Data Lakes for Modern ETL

Every business has the need for data analytics.  If you have not adjusted your architectures around Extract Transform and Load, you are falling behind.  Even the acronym for this type of data processing has changed.  The process is no longer referenced as ETL but ELT which stands for Extract Load and Transform.  Companies today should start to transition their data analytics architectures to include Data Lakes.  Data Lakes provide storage of both structured and unstructured business data. 

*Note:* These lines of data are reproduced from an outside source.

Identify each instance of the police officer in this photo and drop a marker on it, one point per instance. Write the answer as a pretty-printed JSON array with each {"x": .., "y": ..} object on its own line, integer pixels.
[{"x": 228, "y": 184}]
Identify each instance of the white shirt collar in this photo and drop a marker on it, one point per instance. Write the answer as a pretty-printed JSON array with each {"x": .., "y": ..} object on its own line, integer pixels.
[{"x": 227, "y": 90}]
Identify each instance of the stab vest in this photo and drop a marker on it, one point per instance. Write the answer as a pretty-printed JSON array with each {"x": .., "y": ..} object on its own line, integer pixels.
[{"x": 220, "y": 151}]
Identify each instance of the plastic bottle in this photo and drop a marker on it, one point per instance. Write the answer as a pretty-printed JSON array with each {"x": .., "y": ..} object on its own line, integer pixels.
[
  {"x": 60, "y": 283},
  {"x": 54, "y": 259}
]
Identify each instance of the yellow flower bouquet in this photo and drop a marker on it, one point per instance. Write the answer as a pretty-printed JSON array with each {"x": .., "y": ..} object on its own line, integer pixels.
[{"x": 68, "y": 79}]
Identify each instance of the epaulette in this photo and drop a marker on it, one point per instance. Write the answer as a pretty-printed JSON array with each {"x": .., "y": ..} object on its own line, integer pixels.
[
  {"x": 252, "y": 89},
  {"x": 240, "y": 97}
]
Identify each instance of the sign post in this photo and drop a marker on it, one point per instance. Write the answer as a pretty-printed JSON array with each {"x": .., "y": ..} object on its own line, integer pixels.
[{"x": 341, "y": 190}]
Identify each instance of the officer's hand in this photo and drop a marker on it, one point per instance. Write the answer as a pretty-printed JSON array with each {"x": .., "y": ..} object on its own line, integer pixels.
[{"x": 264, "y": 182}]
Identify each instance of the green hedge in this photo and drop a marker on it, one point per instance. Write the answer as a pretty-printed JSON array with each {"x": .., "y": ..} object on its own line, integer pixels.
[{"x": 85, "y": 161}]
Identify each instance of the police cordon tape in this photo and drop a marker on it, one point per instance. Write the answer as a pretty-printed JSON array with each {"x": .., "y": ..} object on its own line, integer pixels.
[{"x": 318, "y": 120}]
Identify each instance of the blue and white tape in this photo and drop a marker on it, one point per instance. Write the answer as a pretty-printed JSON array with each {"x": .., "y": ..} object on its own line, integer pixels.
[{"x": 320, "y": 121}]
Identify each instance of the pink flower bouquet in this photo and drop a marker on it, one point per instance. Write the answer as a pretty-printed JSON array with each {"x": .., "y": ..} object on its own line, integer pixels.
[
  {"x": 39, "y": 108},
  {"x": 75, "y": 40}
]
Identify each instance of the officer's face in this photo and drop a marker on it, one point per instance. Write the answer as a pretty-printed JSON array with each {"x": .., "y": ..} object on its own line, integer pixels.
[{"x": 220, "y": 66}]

If you are not using a Data Lake today you most likely have an Enterprise Data Warehouse.  I probably do not have to mention the challenges with an Enterprise Data Warehouse especially if you are using one.  You know the issues because you are exceeding SLAs or Service Level Agreements for reporting, you are struggling to consume new data sources and you have a team of individuals that are stressed out trying to support ETL processes to meet business demand.  It does not have to be this way but you will need to make the move to adjust your data analytics architecture.  Here is a depiction of a legacy or traditional data analytics architecture showing the process of Extract Transform and Load:

Legacy ETL Processing

So this looks familiar to you and unfortunately so are the side effects mentioned earlier.  What is the solution and how long would it take to implement?  The solution is to create a Data Lake to store your operational data to be used for impact analytics.  Notice that I used the word Lake and not Swamp.  It is not enough to just create a Data Lake and dump data into it.  The Lake has to be managed or it will eventually become a data swamp.  With a managed Data Lake you will be able to ingest new data sources faster than ever before with new insights and discoverability beyond what is available today.  All while maintaining active security controls with options for more granular security based on roles in given business groups.

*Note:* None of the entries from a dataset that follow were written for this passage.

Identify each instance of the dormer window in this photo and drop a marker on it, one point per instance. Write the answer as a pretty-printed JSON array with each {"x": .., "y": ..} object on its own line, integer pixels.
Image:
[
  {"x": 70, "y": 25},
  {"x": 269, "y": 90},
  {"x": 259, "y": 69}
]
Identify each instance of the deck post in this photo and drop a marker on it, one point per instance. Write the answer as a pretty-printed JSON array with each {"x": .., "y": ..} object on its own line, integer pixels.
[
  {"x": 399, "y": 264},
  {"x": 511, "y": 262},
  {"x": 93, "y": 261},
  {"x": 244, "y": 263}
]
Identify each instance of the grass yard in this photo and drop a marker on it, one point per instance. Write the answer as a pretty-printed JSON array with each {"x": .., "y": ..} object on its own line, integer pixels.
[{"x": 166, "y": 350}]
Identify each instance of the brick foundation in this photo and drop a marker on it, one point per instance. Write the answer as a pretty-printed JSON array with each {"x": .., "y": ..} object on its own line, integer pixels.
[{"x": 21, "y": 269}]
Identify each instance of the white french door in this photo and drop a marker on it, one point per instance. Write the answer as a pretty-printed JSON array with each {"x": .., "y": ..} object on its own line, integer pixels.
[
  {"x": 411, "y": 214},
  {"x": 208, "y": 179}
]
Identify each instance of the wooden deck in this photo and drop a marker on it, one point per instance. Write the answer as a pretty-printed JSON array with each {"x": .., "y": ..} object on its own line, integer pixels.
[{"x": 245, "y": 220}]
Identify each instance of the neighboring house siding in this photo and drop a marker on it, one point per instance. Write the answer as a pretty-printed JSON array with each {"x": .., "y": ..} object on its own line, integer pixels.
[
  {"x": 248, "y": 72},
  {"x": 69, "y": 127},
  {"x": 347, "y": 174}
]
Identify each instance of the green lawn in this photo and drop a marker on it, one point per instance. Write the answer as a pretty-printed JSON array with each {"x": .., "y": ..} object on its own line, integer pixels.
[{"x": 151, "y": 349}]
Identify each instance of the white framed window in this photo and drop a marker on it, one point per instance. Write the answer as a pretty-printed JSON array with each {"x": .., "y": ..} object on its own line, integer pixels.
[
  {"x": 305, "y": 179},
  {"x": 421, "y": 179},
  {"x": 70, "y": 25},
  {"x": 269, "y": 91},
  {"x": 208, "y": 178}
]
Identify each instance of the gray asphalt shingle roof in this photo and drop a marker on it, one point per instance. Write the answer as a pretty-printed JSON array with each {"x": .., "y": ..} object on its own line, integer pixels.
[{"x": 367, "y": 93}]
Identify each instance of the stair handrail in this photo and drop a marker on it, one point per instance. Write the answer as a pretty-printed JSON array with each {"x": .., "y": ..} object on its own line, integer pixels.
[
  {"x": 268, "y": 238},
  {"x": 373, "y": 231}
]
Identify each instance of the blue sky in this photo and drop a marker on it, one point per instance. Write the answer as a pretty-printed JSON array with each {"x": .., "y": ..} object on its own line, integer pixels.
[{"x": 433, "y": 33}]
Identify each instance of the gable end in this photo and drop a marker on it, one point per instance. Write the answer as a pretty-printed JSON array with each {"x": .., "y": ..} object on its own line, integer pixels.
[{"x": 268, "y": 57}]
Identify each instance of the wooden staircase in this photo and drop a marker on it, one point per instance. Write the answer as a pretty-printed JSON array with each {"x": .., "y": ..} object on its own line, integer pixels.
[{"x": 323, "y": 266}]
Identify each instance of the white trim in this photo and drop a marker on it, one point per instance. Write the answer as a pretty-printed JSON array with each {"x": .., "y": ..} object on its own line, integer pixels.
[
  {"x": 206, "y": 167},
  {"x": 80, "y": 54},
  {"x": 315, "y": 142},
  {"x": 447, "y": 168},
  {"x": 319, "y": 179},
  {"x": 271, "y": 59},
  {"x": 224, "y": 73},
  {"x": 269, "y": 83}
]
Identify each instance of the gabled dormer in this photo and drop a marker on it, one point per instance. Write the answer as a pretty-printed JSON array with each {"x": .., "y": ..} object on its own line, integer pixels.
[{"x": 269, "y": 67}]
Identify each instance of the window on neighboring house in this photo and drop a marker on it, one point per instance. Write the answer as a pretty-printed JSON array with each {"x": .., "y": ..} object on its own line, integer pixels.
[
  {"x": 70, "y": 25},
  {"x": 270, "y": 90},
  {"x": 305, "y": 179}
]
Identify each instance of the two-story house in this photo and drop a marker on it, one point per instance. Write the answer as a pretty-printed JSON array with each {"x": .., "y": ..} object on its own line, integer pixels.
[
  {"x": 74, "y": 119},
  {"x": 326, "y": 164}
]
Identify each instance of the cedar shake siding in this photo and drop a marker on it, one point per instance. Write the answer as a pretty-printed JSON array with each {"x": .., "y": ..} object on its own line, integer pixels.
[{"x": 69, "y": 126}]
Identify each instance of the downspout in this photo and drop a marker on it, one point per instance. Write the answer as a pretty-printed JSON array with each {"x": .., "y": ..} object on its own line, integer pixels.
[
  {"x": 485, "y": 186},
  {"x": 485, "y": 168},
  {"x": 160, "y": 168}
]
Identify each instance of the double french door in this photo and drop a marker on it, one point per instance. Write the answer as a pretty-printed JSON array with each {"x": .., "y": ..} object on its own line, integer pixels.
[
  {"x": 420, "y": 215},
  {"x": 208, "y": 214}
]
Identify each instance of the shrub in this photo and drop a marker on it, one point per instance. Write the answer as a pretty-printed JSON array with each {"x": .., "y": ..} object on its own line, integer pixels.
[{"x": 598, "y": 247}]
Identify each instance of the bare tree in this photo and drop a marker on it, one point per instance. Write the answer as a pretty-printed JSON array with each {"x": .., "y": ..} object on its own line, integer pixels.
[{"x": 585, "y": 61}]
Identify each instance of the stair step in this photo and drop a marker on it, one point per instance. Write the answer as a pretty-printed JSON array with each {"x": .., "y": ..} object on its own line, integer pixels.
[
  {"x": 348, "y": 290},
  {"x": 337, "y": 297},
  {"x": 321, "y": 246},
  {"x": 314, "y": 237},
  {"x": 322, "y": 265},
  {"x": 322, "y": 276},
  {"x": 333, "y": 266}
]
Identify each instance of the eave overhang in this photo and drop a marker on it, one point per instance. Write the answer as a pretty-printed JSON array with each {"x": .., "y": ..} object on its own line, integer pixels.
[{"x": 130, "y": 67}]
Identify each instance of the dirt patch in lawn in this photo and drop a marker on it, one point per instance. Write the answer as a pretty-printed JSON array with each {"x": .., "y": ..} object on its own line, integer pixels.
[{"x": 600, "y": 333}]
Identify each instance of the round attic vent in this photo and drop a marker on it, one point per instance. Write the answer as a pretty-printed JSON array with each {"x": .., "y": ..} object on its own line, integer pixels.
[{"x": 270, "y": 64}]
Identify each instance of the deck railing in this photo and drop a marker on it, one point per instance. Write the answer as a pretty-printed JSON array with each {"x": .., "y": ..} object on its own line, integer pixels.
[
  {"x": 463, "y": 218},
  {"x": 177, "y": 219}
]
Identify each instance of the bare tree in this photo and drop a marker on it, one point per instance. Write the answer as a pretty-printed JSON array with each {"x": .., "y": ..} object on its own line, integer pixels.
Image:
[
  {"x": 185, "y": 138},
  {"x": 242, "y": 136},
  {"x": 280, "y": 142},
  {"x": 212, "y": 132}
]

I would like to share with you what I believe to be the most modern approach to ETL and Data Lake architectures available right now.  This is Data Lake Formation from Amazon Web Services:

Amazon Data Lake Formation

Data Lake Formation – What business value does this architecture provide?

Data Lake Formation is service that makes it easy to set up and secure a data lake.  Data Lake Formation was created to collect, store, analyze and share data at any scale.  Since Data Lake Formation is a cloud service offering you will be getting all of the business value of cloud services.

More focus on new business capabilities

Data Lake Formation provides automation for orchestrating the data lake creation from beginning to end.  Data Lake Formation gives you the complete process data ingestion to transformed business analysis.  Staring with registering an AWS S3 (Simple Storage Service) bucket or several other ingest options, you can build an automated AWS Glue workflow.  The AWS Glue workflow will load and transform the data storing it in a specialized flat columnar formats called Parquet which was built for more efficient storage and performance.  The automation of these steps offers less time learning an AWS product and focus on your specific business and related product analytics

Reduced engineering costs

Legacy ETL processes are expensive to maintain.  Typically, the entire process of ingestion, transformation and loading will have to be done for all data sources and replicated every time a new source needs to be added.  From then the maintenance becomes expensive because any changes in the external data models will cause needed work for each extraction process.  Most if not all legacy ETL processes will store data in tables with a very well defined structure.  Any data model changes will also need to be reflected in the storage layer.  With Data Lake Formation you can store both structured and unstructured data.  Data Lake Formation gives you the ability to bring in new unstructured data sources and perform analytics quickly.  From ingest to exposing data for consumption with standard SQL (Structured Query Language) through tools like AWS Athena is possible in minutes.  Data Lake Formation allows your engineers to get more done in less time thus saving on engineering costs

Modern architecture with flexibility

Everyone knows getting all the details right the first time is very difficult.  Data Lake Formation can help with that.  With Data Lake Formation you can make a mistake and recover without a huge overhead.  With automation and cloud infrastructure you natively have flexibility in a way never before found with legacy ETL processes.  AWS has many built in connectors and services that are tailored to serve the needs for modern ELT processes.  When you have made missed the mark you can quickly select other options to get the most out of your modern ELT process.  With Data Lake Formation you get all of the traditional AWS flexibility running a modern ELT process.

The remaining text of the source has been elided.